In the academic literature, short sleep has been associated with higher blood pressure, body mass index, and increased calcification of the coronary artery. In lab experiments, people who slept only five hours a night for one week became less sensitive to insulin, which makes it harder to maintain blood sugar levels. In an overnight sleep study of 1,024 individuals, poor sleep was associated with the misregulation of the hunger hormones leptin and ghrelin, which would explain another finding: that when people are denied sleep, they have increased appetite.
Poor sleep may play a role in a vicious cycle. Poorer health outcomes then negatively impact the economic prospects of black Americans.
This will be a tough problem to solve
The answers here aren’t simple. It’s not yet conclusively known if helping people sleep better would reduce the prevalence of conditions like obesity, diabetes, and heart disease.

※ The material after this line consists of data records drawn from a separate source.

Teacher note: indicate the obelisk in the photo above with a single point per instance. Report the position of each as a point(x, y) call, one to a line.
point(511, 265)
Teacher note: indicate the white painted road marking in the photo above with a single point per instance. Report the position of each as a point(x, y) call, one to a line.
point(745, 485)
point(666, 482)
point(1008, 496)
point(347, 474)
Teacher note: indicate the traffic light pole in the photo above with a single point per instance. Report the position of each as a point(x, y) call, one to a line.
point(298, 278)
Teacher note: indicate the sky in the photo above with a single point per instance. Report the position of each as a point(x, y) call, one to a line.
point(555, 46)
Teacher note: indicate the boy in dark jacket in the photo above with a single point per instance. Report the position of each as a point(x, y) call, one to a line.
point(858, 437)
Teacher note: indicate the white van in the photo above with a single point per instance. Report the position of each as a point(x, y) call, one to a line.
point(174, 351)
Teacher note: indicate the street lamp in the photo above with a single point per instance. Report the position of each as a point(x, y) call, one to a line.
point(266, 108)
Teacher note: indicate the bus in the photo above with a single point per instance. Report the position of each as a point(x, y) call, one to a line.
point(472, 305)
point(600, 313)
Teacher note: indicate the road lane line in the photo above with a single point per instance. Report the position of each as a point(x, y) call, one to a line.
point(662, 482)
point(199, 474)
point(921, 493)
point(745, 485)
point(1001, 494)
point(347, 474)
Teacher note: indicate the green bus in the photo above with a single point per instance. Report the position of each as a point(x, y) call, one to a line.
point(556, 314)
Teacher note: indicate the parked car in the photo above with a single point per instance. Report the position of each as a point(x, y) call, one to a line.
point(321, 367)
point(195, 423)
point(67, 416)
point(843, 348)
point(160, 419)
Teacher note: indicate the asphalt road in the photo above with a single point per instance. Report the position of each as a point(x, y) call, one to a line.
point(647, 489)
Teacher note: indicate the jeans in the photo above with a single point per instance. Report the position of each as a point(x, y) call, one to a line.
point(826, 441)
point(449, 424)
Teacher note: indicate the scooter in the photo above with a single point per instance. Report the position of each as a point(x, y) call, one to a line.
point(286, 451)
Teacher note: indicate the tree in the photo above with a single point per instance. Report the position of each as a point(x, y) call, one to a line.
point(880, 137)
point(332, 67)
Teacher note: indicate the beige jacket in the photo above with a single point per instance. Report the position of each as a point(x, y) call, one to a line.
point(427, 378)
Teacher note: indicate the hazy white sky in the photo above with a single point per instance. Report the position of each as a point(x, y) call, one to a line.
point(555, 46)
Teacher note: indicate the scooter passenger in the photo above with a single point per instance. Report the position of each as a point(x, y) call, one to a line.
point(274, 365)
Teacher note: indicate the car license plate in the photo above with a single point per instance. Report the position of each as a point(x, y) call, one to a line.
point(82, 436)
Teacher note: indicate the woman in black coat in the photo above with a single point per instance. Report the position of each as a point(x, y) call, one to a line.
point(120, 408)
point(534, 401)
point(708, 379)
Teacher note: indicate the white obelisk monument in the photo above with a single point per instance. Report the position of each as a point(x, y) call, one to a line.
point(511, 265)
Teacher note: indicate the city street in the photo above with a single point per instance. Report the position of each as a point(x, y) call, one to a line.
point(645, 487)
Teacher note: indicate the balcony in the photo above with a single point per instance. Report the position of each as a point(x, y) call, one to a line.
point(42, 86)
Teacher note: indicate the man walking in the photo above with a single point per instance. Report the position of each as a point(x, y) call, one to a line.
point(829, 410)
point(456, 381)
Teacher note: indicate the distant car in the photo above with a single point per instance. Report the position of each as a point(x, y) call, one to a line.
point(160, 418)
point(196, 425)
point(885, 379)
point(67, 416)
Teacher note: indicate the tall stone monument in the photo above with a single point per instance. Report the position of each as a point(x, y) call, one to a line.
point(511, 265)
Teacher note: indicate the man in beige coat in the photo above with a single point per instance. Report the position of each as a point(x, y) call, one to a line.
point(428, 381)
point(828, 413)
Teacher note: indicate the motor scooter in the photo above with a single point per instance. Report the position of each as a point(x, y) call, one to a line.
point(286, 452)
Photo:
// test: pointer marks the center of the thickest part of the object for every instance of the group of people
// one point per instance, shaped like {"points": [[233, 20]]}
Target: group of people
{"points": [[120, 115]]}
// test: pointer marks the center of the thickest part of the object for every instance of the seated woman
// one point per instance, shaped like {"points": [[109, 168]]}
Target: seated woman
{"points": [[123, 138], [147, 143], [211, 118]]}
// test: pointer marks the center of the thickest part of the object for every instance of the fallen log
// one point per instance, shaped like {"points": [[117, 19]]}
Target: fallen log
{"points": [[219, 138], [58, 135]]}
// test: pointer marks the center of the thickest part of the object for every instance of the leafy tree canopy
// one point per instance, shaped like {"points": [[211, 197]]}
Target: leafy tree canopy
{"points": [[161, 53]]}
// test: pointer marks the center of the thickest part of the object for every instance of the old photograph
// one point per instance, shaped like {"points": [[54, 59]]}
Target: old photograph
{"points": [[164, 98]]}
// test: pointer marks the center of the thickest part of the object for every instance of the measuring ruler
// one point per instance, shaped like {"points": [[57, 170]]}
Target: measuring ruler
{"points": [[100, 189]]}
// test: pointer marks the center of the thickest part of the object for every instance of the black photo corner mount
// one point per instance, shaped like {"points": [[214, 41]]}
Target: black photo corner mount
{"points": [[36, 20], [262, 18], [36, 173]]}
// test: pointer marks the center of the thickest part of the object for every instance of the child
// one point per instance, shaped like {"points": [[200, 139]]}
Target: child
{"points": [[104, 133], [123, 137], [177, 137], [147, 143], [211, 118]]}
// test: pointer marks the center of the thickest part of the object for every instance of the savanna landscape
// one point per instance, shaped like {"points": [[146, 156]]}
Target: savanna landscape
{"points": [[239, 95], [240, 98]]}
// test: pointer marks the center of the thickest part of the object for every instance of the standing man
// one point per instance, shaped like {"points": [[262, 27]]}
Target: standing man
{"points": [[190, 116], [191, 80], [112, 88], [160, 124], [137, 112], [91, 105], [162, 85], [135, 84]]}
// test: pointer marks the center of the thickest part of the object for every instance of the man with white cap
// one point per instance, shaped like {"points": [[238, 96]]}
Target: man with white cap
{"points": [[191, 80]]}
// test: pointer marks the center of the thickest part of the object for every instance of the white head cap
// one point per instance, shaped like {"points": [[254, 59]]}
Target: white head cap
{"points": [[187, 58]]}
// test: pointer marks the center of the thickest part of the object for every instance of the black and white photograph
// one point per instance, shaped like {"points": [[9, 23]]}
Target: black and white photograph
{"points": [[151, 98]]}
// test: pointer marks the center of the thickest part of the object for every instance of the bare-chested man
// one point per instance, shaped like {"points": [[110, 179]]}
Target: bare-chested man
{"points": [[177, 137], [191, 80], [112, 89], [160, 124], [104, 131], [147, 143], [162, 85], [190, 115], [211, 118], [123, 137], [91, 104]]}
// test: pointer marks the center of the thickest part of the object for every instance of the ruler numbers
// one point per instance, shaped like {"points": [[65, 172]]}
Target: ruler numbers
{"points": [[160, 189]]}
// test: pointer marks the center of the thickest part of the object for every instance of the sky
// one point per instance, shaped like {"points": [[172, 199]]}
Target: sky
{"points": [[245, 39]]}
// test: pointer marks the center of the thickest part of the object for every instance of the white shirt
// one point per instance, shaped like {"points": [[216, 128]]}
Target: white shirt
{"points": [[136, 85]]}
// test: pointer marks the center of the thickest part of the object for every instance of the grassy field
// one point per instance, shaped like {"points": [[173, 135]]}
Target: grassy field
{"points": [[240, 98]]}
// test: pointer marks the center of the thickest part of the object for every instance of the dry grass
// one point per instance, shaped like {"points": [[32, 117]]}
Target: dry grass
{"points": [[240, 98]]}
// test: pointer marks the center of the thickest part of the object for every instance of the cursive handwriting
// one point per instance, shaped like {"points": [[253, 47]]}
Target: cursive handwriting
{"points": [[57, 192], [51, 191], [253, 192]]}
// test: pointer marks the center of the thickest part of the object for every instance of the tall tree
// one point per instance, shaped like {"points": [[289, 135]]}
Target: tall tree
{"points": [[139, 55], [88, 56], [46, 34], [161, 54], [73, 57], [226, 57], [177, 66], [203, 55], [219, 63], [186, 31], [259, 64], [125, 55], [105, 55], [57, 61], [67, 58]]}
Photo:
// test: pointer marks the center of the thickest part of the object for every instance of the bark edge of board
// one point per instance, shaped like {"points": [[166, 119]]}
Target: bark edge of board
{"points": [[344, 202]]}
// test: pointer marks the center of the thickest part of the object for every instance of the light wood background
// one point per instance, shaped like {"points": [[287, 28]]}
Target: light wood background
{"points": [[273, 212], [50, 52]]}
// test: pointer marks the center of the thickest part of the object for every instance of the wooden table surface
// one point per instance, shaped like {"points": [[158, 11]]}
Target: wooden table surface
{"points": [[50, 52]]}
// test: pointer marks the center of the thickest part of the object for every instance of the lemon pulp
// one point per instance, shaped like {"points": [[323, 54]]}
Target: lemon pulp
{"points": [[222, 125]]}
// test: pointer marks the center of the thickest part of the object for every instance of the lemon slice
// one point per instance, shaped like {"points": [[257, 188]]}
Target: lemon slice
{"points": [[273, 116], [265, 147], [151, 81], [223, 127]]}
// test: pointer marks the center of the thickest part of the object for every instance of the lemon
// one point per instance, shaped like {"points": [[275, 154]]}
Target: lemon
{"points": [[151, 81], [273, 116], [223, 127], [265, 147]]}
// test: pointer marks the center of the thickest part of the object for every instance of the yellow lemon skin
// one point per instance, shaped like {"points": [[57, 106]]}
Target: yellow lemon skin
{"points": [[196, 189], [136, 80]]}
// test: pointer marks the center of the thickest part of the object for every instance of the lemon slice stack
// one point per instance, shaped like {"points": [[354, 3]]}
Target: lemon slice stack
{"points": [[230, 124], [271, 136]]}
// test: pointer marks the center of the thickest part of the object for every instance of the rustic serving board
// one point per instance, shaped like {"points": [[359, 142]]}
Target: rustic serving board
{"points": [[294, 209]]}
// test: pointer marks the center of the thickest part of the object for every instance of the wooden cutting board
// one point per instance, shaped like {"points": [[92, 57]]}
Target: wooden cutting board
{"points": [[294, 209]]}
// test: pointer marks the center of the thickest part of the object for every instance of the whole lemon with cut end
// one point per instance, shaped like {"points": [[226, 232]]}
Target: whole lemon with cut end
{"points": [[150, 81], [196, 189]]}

Poor sleep contributes to and is a risk factor for these conditions, but that doesn’t necessarily mean good sleep would lessen them.
And even if better sleep is the ticket, it’s a huge challenge to get millions to sleep better.
You may have heard experts tout the benefits of good sleep hygiene. For instance, we should put our phones away an hour before bed because their bright light (particularly the blue light) can keep us awake. That’s a useful tip, but stashing away the phone won’t make up for a noisy neighborhood or a house with poor temperature controls. It doesn’t lift the stress of discrimination, which researchers find also plays a role in keeping people up at night. It doesn’t alleviate the jet lag induced by working odd-hour shifts, which can also lead to averse health outcomes.
Education helps too. In 2015, I (Brian) followed a group of NYU researchers who were going out into black communities in New York to screen residents for sleep apnea and encouraging them to get sleep treatment. They would teach community members that even small fixes, like alleviating snoring, can help people sleep more soundly through the night.
But for now, it’s important to recognize that sleep is an indicator of a community’s health, wealth, and overall well-being. And if sleep is disrupted on such a wide scale, it’s indicative of greater disruptions elsewhere.